A Pékin, on est tellement occupé du triomphe des rebelles Taipings et des traités qu’exigent les Anglais et les Français, qu’on laisse l’insurrection se développer sans y apporter d’entraves sérieuses. Après un siège de courte durée, Yunnan-Fu, la capitale de la province de ce nom, tombe aux mains des musulmans. Leurs coreligionnaires du Shen-si, du Kan-su et du Kouei-chou, tiennent de leur côté hardiment tête aux troupes impériales. Les rôles sont entièrement intervertis.

« Ici, dit M. Emile Rocher, se place un événement qui va changer la face des choses et imprimer à la guerre un nouveau caractère. » Le grand-prêtre Ma-Tê-hsing et le chef des rebelles Ma-Hsien, quoique vainqueurs, comprirent-ils que leurs conquêtes ne pouvaient être qu’éphémères? Se doutaient-ils que le gouvernement impérial pourrait bientôt diriger des forces contre eux? Ou bien étaient-ils sincères et ne demandaient-ils pas mieux que de mettre d’une façon satisfaisante un terme aux maux qui affligeaient le pays? Toujours est-il qu’ils proposèrent la paix aux mandarins surpris d’une semblable démarche, et qu’elle fut acceptée.

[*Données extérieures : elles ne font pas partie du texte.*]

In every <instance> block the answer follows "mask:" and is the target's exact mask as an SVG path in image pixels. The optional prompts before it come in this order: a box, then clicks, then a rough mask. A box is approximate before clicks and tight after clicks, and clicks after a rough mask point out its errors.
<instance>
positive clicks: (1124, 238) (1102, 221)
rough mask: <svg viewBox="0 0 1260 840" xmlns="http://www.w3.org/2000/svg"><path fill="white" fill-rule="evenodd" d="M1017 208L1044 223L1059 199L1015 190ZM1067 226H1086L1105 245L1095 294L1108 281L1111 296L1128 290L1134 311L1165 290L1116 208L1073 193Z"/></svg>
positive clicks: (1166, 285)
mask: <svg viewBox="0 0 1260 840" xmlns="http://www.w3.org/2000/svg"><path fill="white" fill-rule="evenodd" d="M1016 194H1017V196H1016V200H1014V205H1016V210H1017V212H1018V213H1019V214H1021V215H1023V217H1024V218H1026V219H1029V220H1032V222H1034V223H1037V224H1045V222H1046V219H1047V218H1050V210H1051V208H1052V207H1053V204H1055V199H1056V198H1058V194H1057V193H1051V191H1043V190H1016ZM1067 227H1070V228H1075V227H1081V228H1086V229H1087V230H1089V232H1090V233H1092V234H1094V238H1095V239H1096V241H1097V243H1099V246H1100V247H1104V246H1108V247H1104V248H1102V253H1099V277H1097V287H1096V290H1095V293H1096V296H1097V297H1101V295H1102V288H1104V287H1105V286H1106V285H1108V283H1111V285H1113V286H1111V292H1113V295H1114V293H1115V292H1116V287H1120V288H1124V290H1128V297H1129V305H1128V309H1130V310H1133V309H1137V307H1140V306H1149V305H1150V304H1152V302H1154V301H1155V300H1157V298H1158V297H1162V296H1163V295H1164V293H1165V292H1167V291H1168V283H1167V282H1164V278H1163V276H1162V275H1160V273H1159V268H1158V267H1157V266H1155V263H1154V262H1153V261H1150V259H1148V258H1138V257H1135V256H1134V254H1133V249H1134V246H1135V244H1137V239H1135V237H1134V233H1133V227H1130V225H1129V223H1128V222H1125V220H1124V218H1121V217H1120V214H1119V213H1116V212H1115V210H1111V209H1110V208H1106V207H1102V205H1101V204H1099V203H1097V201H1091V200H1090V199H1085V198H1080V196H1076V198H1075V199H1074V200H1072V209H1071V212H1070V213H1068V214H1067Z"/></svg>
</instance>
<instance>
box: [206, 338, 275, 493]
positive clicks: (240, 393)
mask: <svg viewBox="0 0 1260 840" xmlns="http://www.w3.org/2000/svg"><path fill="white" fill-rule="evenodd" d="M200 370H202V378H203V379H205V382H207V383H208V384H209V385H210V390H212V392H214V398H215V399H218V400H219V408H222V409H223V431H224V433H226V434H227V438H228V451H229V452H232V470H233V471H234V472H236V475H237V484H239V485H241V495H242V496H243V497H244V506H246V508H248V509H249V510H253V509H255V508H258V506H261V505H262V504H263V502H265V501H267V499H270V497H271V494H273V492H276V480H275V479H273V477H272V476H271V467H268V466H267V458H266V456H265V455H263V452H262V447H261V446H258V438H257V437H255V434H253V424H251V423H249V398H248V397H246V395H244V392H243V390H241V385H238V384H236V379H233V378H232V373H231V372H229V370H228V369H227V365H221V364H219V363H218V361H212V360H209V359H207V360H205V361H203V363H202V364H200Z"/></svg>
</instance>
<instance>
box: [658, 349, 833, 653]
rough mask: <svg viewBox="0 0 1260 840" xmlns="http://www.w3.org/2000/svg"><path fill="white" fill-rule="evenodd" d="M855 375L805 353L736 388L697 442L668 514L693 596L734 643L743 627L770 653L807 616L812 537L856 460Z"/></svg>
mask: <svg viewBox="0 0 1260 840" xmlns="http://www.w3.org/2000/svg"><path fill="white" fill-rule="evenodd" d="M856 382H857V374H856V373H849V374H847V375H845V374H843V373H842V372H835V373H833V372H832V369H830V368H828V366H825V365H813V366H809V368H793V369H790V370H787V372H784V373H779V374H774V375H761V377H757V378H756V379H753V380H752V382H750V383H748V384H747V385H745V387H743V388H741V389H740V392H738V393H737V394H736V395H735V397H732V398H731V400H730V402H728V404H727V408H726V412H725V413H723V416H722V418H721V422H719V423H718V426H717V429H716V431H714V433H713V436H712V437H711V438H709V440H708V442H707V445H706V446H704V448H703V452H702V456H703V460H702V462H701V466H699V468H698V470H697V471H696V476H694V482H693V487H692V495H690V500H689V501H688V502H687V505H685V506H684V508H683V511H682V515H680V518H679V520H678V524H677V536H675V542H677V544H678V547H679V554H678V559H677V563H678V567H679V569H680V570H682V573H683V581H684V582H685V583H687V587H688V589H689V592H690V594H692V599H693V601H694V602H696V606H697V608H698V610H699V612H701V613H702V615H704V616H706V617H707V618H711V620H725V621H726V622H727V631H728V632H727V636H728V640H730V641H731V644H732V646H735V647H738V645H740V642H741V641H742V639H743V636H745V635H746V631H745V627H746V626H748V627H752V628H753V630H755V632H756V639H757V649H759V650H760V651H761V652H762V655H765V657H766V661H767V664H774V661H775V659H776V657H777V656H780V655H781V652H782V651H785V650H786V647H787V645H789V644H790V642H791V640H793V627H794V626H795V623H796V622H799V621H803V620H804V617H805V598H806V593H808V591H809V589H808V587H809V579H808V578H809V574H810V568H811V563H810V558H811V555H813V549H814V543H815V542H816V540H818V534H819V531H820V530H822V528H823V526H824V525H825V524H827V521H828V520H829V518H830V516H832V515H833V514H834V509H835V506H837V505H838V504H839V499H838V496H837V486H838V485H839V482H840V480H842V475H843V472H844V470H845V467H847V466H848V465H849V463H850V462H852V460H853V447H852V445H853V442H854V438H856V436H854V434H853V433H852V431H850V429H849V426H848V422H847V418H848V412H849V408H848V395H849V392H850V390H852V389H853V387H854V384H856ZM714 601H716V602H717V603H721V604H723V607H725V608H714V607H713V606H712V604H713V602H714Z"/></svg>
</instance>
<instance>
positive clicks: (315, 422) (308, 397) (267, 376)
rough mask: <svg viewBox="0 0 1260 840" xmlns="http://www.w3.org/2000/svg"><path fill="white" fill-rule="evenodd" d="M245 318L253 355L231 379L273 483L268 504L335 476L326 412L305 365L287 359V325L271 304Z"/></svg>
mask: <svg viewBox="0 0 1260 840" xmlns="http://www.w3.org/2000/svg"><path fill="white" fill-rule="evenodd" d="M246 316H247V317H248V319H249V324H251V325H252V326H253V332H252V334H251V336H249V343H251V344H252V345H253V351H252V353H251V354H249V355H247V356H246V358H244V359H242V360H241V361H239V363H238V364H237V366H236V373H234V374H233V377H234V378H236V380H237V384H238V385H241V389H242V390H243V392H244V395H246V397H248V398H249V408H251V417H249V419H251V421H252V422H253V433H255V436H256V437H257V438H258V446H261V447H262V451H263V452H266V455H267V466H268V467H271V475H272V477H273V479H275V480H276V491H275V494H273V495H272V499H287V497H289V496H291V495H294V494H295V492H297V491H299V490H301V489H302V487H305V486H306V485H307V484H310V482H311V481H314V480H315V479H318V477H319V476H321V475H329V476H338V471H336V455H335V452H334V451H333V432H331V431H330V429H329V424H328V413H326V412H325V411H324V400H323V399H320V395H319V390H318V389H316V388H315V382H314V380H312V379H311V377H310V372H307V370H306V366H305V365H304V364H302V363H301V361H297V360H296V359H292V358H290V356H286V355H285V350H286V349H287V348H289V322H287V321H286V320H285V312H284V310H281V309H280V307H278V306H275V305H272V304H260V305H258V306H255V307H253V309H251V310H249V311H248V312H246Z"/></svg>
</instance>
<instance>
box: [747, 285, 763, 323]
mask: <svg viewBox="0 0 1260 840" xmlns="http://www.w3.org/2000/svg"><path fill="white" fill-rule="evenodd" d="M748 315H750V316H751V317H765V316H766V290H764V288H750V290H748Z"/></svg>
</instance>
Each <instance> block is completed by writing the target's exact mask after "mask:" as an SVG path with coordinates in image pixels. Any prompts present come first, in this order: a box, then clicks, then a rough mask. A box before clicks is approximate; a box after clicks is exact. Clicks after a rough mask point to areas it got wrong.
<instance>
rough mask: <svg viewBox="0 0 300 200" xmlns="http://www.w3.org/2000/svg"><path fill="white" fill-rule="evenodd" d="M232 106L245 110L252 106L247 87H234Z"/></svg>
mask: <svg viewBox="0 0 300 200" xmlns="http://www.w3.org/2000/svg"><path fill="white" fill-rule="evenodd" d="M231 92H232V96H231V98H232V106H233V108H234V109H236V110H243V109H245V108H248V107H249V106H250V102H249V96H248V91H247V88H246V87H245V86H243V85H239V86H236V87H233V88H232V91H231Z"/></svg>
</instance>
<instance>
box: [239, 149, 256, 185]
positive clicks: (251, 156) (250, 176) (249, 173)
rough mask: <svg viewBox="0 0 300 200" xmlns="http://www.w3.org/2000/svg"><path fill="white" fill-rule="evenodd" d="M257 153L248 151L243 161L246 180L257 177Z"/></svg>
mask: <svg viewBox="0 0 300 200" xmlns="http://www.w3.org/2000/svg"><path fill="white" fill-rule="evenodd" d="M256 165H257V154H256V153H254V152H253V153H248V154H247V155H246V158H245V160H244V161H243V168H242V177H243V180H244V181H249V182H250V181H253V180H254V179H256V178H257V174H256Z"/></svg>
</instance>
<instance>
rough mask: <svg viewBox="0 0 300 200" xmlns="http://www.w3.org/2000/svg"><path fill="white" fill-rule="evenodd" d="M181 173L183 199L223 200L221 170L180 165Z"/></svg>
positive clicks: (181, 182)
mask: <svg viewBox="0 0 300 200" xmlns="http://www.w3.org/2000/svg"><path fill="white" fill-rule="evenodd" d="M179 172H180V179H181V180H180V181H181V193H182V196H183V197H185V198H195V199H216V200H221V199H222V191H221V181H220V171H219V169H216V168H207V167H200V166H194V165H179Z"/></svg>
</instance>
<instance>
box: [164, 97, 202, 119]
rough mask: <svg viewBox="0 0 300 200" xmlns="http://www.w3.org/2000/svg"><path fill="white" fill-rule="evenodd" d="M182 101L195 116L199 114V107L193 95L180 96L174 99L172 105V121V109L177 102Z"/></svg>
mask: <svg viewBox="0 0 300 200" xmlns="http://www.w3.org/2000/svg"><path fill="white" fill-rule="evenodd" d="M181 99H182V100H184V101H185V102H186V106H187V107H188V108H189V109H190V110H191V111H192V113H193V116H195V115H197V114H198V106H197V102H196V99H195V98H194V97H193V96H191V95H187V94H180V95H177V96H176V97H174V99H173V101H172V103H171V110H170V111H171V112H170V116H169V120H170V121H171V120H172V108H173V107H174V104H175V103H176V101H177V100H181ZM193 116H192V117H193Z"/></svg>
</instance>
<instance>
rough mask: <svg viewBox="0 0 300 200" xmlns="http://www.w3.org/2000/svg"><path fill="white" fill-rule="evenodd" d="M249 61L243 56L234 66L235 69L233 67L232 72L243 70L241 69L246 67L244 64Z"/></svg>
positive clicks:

Pour arriver à une convention durable entre Chinois et mahométans rebelles, il fallait nécessairement obtenir l’adhésion de la cour de Pékin; c’était là le côté le plus curieux et le plus difficile de l’affaire. Jusqu’ici, les mandarins avaient dépeint la situation de la province du Yunnan sous les aspects les plus brillans, et Ma-Hsien comme l’âme de la rébellion. Or, d’après la convention, les Chinois avaient dû consentir à accorder à ce dernier le titre de général de brigade, chên-t’ai. Par quelle supercherie pourraient-ils maintenant, sans se contredire, faire admettre l’élévation d’un chef rebelle à l’une des plus hautes dignités militaires de l’année chinoise? Rien n’était pourtant plus aisé dans un pays où le despotisme régnait et où manquaient les communications. Ils persuadèrent à Ma-Hsien, sous prétexte de faciliter les choses, de changer la dernière syllabe de son nom Hsien en celle de Ju-lung, et celui-ci y ayant consenti, le fu-t’ai ou gouverneur de la province et ses collègues purent présenter à Pékin, comme le hbérateur du pays, un nommé Ma-Ju-lung, c’est-à-dire le même individu qui, quelques jours avant, était considéré comme le pire des malfaiteurs.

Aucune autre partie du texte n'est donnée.